There is no dispute that the 237 Patent pertains to DIFFERIN XP. The PMPRB took the position that the 237 Patent also pertains to DIFFERIN, and that Galderma had failed to report the required sales and financial information in respect of this product from January 1, 2010 until the 237 Patent expired on March 14, 2016. Galderma argued that the 237 Patent is not intended or capable of being used for DIFFERIN—a 0.1% adapalene formulation—because on its face, the patent is specific to 0.3% adapalene formulations (such as DIFFERIN XP).

As we reported, the FCA overturned the Board’s first decision against Galderma in 2019 and returned the matter to the PMPRB for redetermination on the basis that the invention of the 237 Patent is the use of a 0.3% concentration of adapalene for the treatment of dermatological disorders. The FCA also held that the PMPRB should be allowed to address “what kind of clinical similarities would support a finding that the invention of a patent was intended or capable of being used” for a specific medicine.

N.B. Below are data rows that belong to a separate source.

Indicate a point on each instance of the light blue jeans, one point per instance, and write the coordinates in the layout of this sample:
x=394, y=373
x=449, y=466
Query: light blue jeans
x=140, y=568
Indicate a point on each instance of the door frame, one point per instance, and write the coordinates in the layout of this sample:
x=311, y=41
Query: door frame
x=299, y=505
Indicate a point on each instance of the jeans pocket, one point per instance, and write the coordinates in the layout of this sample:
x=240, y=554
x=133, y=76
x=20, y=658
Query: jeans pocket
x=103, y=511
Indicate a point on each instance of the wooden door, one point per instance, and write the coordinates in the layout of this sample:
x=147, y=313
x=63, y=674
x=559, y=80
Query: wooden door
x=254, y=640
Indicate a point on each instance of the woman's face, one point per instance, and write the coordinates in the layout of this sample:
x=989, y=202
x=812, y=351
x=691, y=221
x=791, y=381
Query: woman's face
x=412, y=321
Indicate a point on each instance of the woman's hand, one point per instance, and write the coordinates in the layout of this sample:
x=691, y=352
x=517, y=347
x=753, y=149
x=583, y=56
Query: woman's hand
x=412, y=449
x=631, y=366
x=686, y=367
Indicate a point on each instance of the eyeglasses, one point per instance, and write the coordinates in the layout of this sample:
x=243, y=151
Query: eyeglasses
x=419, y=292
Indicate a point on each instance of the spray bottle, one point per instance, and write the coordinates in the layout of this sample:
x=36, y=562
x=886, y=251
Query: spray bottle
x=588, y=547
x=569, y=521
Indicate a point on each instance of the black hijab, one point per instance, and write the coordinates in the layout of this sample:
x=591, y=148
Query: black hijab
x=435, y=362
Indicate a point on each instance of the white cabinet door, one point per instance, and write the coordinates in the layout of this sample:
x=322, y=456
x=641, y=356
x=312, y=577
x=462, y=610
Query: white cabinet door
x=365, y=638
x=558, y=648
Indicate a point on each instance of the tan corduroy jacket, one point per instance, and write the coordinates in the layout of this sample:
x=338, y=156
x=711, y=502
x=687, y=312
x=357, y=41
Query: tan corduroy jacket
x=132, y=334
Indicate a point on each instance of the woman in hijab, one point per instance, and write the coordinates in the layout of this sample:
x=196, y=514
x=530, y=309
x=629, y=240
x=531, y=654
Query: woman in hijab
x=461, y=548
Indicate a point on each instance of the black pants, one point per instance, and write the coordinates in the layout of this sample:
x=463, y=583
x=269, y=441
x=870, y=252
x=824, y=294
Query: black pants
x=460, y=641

On redetermination in 2020, the Board concluded that the 237 Patent pertains to clinical similarities between DIFFERIN and DIFFERIN XP (see our summary of that decision here), leading to this second application for judicial review. As we reported, the FC found the PMPRB’s redetermination decision to be reasonable in January 2024, leading to this further appeal.

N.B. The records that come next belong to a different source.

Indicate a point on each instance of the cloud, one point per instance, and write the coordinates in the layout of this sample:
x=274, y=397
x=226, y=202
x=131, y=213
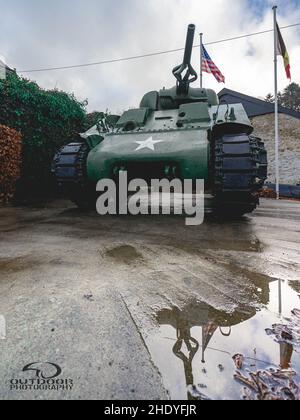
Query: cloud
x=39, y=34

No jurisdiction over unpatented medicines based on “clinical similarities”

On appeal, the FCA focused on the statutory and constitutional limitations of the PMPRB’s power.

The Court confirmed long-standing jurisprudence holding that the PMPRB has no jurisdiction over the prices of unpatented medicines. Although the statutory test for determining whether a patent pertains to a medicine asks whether the “the invention is intended or capable of being used for medicine or for the preparation or production of medicine,” this cannot be interpreted to expand the PMPRB’s jurisdiction into the regulation of unpatented medicine prices.

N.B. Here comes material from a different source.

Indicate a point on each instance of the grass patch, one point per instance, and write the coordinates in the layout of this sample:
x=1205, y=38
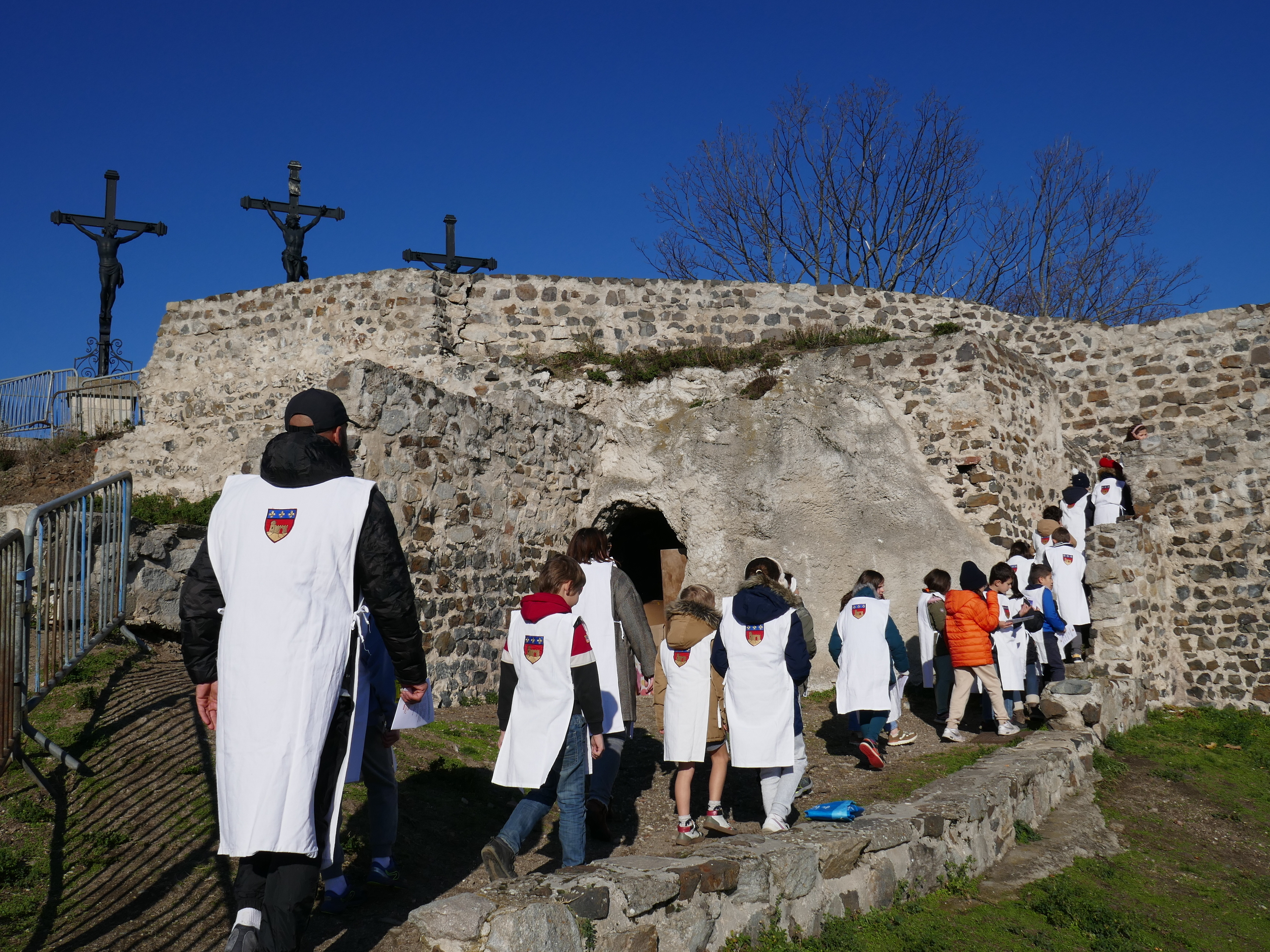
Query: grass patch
x=162, y=509
x=648, y=365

On the facts of this case, the FCA found that there was only one available outcome: DIFFERIN is not a patented medicine. As stated by the Court:

The invention in the ’237 Patent, the use of the 0.3% concentration of adapalene, cannot (in the words of subsection 79(2)) be “intended or capable of being used” for Differin or for “the preparation or production” of Differin, because Differin does not embody that use at all.

In reaching this conclusion, the FCA did not explicitly address the issue of “clinical similarities.” However, by finding the Board exceeded its jurisdiction the Court has effectively rejected the Board’s interpretation of “clinical similarities” as a basis for finding that a patent pertains to a medicine:

Nowhere does the Patent Act say that the Board can regulate an unpatented medicine just because a patented medicine might be used in its place or because it shares some unpatented properties of the patented medicine (here, the unpatented ingredient adapalene).

Having found that there was only one available outcome on the facts of this case—regardless of the standard of review applied—the FCA declined to once again return the matter to the PMPRB for redetermination. Instead, the FCA made the decision that the FC ought to have made and struck down the PMPRB’s decision.